California university athletes may receive compensation for their name, image and likeness after SB 206 passed with a unanimous vote in the California State Assembly on Monday.
SB 206, known as the “Fair Pay to Play Act,” was introduced by Sen. Nancy Skinner, D-Berkeley, and Steven Bradford, D-Gardena, in February to institute payment for collegiate athletes in California. The bill passed the Assembly with a 73-0 vote and the state Senate with a 39-0 vote. It now awaits a signature from Gov. Gavin Newsom to sign the bill into law.
Student-athletes nationwide generate billions for their universities and sponsors, but these athletes are not being compensated, according to a press release from Skinner’s office in May. The NCAA’s “amateurism” rule currently does not allow student-athletes to be paid from sponsorships and endorsements.
“NCAA rules disproportionately harm students from low-income families,” Skinner said in the press release. “And they’re particularly unfair to female athletes, because for many young women, college is the only time they could earn income, since women have fewer professional sports opportunities than men.”
Should the bill be signed, the policy will go into effect Jan. 1, 2023.
The bill continues to stir up controversy in the collegiate athletics community, as the NCAA released a letter the organization’s board of governors sent to Newsom on Wednesday, saying the bill would give California universities an unfair recruiting advantage.
“Right now, nearly half a million student-athletes in all 50 states compete under the same rules,” the letter said. “This bill would remove that essential element of fairness and equal treatment that forms the bedrock of college sports.”
The NCAA formed a working group in May to study the issue of name, image and likeness at a national level, and the outcomes of that study are expected to be released in October, according to a NCAA press release.

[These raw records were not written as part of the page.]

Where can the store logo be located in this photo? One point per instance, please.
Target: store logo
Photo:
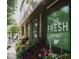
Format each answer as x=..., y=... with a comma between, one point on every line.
x=58, y=27
x=56, y=41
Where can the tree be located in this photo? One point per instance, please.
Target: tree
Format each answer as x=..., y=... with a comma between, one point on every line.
x=11, y=6
x=13, y=29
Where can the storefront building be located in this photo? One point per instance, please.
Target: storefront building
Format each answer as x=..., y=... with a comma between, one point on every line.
x=47, y=23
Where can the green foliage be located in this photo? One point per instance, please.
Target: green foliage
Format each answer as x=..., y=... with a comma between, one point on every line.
x=13, y=29
x=11, y=6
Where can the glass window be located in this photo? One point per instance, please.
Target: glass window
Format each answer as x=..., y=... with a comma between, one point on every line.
x=35, y=32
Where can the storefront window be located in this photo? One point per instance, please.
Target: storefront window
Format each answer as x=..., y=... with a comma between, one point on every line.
x=35, y=32
x=58, y=31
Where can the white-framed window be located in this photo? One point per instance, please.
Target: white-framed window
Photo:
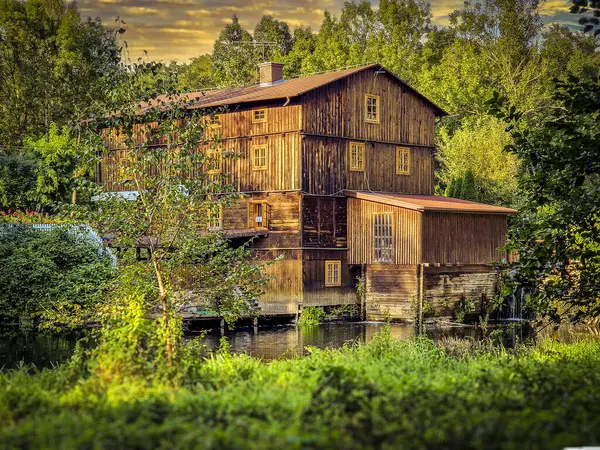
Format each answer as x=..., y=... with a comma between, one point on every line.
x=383, y=237
x=259, y=157
x=333, y=273
x=357, y=156
x=372, y=108
x=258, y=215
x=215, y=217
x=259, y=115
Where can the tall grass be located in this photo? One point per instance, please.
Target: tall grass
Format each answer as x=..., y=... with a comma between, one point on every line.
x=385, y=394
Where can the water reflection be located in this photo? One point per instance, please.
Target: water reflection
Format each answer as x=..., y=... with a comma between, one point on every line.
x=47, y=350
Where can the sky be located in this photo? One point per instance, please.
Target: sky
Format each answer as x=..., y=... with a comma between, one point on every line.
x=181, y=29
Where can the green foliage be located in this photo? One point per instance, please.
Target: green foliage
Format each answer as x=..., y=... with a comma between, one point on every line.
x=557, y=232
x=379, y=395
x=54, y=276
x=311, y=315
x=474, y=165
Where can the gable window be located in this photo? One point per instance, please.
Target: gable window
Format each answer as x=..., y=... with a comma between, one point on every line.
x=383, y=237
x=333, y=273
x=259, y=115
x=357, y=156
x=402, y=161
x=215, y=161
x=259, y=157
x=371, y=108
x=258, y=215
x=215, y=217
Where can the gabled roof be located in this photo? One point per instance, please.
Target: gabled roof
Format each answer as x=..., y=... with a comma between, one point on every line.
x=282, y=90
x=430, y=203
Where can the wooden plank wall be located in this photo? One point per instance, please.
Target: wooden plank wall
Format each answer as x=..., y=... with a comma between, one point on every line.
x=444, y=287
x=391, y=292
x=406, y=229
x=337, y=109
x=315, y=291
x=284, y=290
x=325, y=168
x=284, y=220
x=324, y=222
x=280, y=133
x=463, y=238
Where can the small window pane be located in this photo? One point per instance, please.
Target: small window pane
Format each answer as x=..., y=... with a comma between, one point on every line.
x=402, y=161
x=333, y=275
x=383, y=237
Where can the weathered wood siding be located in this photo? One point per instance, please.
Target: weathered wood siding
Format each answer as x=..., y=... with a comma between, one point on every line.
x=406, y=226
x=463, y=238
x=338, y=109
x=284, y=291
x=280, y=133
x=324, y=222
x=445, y=287
x=315, y=291
x=325, y=168
x=391, y=292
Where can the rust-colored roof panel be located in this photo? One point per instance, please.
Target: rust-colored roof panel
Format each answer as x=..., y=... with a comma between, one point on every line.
x=430, y=203
x=282, y=90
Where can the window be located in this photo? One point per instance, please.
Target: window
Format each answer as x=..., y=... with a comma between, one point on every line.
x=357, y=156
x=259, y=157
x=333, y=273
x=383, y=237
x=259, y=115
x=215, y=161
x=258, y=215
x=371, y=108
x=215, y=217
x=402, y=161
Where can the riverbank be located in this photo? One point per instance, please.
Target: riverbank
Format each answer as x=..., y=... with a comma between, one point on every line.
x=388, y=393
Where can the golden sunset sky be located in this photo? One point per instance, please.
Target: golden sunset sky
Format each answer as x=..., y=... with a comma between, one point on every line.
x=181, y=29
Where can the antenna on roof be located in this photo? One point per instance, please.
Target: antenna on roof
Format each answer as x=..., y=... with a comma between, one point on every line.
x=255, y=44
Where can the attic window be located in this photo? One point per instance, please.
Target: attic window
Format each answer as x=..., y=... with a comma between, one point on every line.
x=371, y=108
x=383, y=237
x=258, y=215
x=259, y=115
x=215, y=161
x=215, y=217
x=333, y=273
x=259, y=157
x=357, y=156
x=402, y=161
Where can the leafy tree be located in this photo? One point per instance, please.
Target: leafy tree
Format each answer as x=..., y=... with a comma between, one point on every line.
x=51, y=66
x=269, y=29
x=474, y=165
x=198, y=74
x=57, y=277
x=557, y=233
x=234, y=61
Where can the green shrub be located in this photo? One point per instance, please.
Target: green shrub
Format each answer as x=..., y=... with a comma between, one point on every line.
x=53, y=275
x=385, y=394
x=312, y=315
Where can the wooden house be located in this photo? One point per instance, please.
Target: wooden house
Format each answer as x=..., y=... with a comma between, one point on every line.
x=338, y=177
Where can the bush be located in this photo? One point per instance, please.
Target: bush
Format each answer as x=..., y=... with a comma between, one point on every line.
x=386, y=394
x=54, y=276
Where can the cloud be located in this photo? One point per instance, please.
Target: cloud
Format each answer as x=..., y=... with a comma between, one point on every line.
x=183, y=29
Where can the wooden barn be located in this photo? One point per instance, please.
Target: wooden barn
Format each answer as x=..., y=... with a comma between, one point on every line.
x=338, y=177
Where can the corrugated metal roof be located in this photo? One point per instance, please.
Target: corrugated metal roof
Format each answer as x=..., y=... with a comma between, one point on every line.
x=281, y=90
x=431, y=203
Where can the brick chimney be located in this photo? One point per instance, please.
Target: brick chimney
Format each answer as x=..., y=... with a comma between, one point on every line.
x=270, y=73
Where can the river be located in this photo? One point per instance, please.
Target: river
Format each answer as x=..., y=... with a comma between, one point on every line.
x=268, y=343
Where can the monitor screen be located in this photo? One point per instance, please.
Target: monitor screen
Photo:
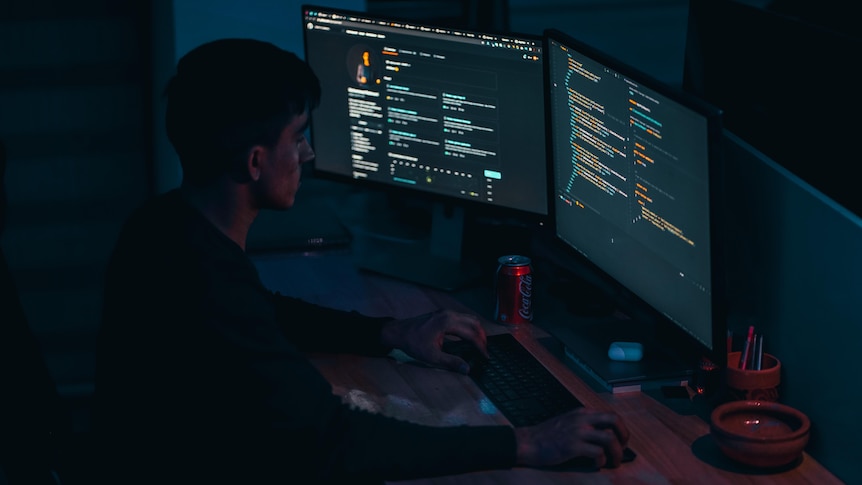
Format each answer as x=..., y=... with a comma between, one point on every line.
x=455, y=117
x=636, y=173
x=783, y=85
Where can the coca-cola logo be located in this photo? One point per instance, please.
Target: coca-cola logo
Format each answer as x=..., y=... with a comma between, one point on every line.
x=525, y=288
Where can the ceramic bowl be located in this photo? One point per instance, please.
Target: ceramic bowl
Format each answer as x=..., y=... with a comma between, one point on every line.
x=760, y=433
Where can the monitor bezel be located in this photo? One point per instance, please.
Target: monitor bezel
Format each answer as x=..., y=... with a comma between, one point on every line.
x=672, y=335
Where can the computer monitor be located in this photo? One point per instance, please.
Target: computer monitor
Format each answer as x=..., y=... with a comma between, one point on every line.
x=783, y=84
x=446, y=119
x=637, y=173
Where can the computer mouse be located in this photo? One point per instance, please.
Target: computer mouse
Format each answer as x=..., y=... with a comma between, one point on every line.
x=625, y=351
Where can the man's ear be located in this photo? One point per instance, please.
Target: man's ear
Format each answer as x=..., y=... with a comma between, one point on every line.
x=253, y=161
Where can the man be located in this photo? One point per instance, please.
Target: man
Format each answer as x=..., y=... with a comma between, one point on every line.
x=201, y=374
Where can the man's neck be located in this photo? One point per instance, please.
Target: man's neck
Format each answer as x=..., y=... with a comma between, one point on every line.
x=226, y=205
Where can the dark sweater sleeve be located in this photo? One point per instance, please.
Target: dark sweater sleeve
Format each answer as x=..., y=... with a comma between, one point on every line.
x=379, y=447
x=315, y=328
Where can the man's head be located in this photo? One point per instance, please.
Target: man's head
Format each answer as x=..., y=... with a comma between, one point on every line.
x=230, y=96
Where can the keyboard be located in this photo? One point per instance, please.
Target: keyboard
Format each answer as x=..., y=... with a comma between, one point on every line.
x=524, y=391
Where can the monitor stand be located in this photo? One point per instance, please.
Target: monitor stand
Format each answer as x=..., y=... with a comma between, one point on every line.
x=412, y=245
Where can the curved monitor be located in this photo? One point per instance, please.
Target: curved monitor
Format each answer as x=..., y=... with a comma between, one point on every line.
x=637, y=178
x=445, y=115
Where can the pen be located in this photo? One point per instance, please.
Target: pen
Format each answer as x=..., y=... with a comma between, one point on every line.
x=747, y=348
x=758, y=362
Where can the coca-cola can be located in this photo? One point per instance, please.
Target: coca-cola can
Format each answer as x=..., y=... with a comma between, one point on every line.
x=514, y=290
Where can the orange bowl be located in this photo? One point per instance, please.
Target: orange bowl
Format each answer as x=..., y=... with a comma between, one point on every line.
x=760, y=433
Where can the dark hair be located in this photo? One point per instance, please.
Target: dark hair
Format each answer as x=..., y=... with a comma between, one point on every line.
x=229, y=95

NCAA president Mark Emmert also sent a letter to California legislators in June, urging them to vote against SB 206, indicating that California universities may be barred from participating in athletic events should the bill go into effect, according to USA Today. Emmert also requested that any legislative action be delayed until the working group’s findings are released.
UC has opposed the bill, given the possibility that athletic programs may lose NCAA and conference eligibility, according to UC Office of the President, or UCOP spokesperson Sarah McBride.
“Ultimately, this bill would do more harm than good and likely deny our students a chance to compete at the highest levels,” McBride said in her email. “We believe that any sweeping policy change around student-athlete compensation should first be addressed at the national level.”
The bill stipulates, however, that any athletic association, conference or other group with authority over collegiate athletics may not prevent a university, other than a community college, from participating in athletics as a result of student-athlete compensation.
Cal Athletics spokesperson Herb Benenson said in an email that the campus is monitoring the developments of the bill as well as the NCAA working group’s findings.
“Should SB 206 become law, it would not take effect until Jan. 1, 2023, allowing time to fully understand how it would be implemented, and the impact it would have on athletic departments and student-athletes,” Benenson said in an email.